Years back when I was still earning a living through writing and maintaining codes, I’d a colleague, a System Engineer who is looking after the servers that our application was running on. As with any application, ours had bugs too. And, occasionally, the bugs surfaced, bring about a service disruption. This affected quite a lot of users, and naturally our first response was to restore the service (incident management).
Our colleague, however, was more focused on problem resolution. A scheduled weekly restart at off-peak hours were not acceptable. Likewise, we cannot be always increasing the heap size to address OOM issue. He would insist on fixing the problem instead of having quick fixes. At that point of time, these did frustrate me.
Back then, I was still green and lacked ITIL knowledge. Now, I begin to appreciate that our quick fix or workarounds were not wrong, our intention was to quickly restore the service so that business continues as usual. My colleague was not wrong either, for insisting on problem resolution.

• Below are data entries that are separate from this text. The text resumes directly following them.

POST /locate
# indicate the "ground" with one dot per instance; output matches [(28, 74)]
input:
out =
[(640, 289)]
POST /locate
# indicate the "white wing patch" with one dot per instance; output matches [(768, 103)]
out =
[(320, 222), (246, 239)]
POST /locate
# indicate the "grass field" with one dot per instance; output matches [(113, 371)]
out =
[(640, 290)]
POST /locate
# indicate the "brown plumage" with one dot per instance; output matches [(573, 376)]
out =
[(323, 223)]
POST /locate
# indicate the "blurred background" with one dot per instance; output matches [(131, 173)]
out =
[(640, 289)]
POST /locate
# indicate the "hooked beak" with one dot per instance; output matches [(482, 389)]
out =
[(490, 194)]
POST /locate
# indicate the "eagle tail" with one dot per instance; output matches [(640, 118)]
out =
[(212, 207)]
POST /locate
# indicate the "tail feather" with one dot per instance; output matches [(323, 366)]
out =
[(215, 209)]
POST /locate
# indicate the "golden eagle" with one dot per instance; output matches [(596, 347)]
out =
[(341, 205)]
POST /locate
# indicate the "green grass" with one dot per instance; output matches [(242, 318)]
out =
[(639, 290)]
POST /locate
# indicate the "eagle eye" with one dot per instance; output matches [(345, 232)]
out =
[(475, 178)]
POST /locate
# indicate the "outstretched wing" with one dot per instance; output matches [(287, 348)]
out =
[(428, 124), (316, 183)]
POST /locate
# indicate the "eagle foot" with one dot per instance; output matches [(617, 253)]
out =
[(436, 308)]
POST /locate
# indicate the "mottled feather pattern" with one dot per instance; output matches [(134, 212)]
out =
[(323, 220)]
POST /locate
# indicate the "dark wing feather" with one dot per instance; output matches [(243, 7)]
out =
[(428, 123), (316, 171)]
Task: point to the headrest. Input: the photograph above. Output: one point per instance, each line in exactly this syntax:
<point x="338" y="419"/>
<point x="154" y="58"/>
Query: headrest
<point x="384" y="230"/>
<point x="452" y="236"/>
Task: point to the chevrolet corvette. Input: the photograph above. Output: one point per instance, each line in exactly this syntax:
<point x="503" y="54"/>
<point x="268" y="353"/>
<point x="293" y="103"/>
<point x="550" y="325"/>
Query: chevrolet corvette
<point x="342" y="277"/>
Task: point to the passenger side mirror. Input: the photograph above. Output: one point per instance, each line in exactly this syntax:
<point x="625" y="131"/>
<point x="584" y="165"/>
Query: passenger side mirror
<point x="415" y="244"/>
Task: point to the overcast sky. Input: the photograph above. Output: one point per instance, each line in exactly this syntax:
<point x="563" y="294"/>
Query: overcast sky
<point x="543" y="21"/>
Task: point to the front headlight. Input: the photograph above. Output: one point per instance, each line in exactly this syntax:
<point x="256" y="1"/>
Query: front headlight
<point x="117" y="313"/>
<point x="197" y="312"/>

Through the hard way of learning, I come to realize that not all problems have a solution and sometimes, a workaround could actually become the permanent fix to a problem. Not to mention that problem resolution takes time, and while searching for the answer, business must continue and hence, a workaround if available can provide the required time.
Perhaps what was missing at that time was the ITIL training for both the application teams and our system engineers. If we knew what were incident and problem management, perhaps both teams could have worked together with better synergy.